Google publica o Open Knowledge Format (OKF): memória de agente vira arquivo markdown

O Google Cloud publicou o Open Knowledge Format (OKF), uma especificação aberta para representar o conhecimento interno de uma organização — esquema de uma tabela, runbook de incidente, caminho de join entre dois sistemas, aviso de depreciação de API — de um jeito que qualquer agente de IA consiga ler, sem SDK e sem tradução.

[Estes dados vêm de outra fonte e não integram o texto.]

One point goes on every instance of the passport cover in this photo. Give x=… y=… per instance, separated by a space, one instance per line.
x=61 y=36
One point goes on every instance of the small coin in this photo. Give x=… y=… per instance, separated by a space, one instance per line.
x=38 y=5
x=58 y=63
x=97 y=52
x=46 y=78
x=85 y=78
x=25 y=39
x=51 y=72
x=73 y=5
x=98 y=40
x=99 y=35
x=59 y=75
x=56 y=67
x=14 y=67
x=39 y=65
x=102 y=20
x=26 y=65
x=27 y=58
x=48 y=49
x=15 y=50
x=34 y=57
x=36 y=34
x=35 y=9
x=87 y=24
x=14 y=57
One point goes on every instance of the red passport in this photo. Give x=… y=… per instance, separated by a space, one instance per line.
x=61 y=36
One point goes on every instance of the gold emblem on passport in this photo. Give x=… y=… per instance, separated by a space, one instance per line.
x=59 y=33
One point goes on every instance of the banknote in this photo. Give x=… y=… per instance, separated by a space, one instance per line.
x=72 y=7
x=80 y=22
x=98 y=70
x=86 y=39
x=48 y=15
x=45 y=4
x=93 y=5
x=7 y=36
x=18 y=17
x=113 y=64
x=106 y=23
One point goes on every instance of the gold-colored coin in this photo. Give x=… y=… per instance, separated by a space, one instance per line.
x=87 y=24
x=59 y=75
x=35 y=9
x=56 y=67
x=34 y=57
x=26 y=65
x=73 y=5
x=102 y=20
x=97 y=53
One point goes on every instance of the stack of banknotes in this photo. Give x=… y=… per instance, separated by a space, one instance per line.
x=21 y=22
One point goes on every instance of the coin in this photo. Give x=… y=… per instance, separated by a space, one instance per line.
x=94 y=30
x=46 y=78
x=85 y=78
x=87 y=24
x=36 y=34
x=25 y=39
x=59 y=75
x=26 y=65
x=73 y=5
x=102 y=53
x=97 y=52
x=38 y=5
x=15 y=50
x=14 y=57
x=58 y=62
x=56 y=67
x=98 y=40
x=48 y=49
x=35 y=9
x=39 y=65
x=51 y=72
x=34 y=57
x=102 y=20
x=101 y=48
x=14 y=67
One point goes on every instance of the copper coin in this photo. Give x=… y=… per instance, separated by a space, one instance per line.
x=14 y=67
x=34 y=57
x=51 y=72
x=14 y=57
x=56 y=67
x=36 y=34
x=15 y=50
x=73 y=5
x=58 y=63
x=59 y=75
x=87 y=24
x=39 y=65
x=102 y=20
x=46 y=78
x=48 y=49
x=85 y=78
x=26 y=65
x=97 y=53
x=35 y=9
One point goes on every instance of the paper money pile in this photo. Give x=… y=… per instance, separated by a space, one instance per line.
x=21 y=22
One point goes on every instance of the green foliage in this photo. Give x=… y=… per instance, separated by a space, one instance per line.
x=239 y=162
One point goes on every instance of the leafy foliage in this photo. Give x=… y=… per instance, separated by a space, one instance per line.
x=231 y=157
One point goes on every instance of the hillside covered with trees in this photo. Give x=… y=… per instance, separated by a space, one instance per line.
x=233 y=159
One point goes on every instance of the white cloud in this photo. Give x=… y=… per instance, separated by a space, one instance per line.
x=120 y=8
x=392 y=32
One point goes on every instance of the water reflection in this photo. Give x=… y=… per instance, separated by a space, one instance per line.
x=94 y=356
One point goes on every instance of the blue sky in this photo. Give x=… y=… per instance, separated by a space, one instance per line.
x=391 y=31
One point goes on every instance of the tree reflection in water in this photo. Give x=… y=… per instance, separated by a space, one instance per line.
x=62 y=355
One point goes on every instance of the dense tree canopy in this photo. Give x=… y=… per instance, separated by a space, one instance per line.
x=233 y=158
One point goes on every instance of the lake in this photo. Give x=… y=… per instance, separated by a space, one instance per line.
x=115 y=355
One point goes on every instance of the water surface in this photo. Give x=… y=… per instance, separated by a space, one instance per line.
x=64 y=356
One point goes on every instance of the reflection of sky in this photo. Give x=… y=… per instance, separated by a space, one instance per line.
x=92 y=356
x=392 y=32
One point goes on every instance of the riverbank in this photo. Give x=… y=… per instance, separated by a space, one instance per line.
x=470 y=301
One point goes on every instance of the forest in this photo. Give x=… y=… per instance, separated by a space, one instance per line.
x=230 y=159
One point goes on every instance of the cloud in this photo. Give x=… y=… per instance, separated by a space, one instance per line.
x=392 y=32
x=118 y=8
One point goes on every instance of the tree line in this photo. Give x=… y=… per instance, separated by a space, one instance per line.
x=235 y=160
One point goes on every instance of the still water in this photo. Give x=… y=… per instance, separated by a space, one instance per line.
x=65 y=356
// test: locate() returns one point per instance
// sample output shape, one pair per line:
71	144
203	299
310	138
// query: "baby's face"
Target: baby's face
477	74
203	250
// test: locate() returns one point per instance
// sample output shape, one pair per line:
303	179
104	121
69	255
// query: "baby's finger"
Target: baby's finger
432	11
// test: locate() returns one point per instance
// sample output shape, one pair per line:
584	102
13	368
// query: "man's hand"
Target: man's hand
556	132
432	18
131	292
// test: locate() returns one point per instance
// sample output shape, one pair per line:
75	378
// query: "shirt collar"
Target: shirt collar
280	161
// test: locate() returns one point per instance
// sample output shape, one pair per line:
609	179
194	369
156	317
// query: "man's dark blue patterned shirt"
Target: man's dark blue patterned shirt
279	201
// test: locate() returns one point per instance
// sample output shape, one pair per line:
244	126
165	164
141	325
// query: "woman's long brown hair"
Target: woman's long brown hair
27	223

O problema: cada agente resolve o mesmo problema do zero
Segundo o time do Google Cloud, esse tipo de conhecimento hoje vive espalhado em catálogos de metadados com APIs próprias, wikis, comentários de código, ou só na cabeça de alguns engenheiros sêniores. Quando um agente precisa responder algo como "como calcular usuários ativos semanais a partir do nosso stream de eventos", ele tem que montar a resposta a partir dessas superfícies fragmentadas e incompatíveis entre si. Resultado: cada equipe que constrói um agente resolve o mesmo problema de montagem de contexto do zero, e cada fornecedor de catálogo reinventa seu próprio modelo de dados.
O que o OKF realmente é
Sem rodeio técnico: um bundle OKF é um diretório de arquivos markdown, cada um representando um "conceito" (uma tabela, métrica, dataset, playbook). O caminho do arquivo é a identidade do conceito, e cada documento tem um bloco pequeno de frontmatter YAML — type é o único campo obrigatório em toda a especificação — mais o corpo em markdown livre. Conceitos se linkam entre si com links markdown comuns, o que transforma o diretório inteiro em um grafo de relações.
sales/
├── tables/
│ ├── orders.md
│ └── customers.md
└── metrics/
└── weekly_active_users.md
Três princípios guiam o design: minimamente opinativo (só exige o campo type; o resto fica livre para quem produz o conteúdo), independência entre produtor e consumidor (um bundle escrito por humano pode ser lido por um agente, e vice-versa) e formato, não plataforma — o Google é explícito ao dizer que o OKF não exige conta, SDK ou nuvem específica para ser lido, escrito ou servido.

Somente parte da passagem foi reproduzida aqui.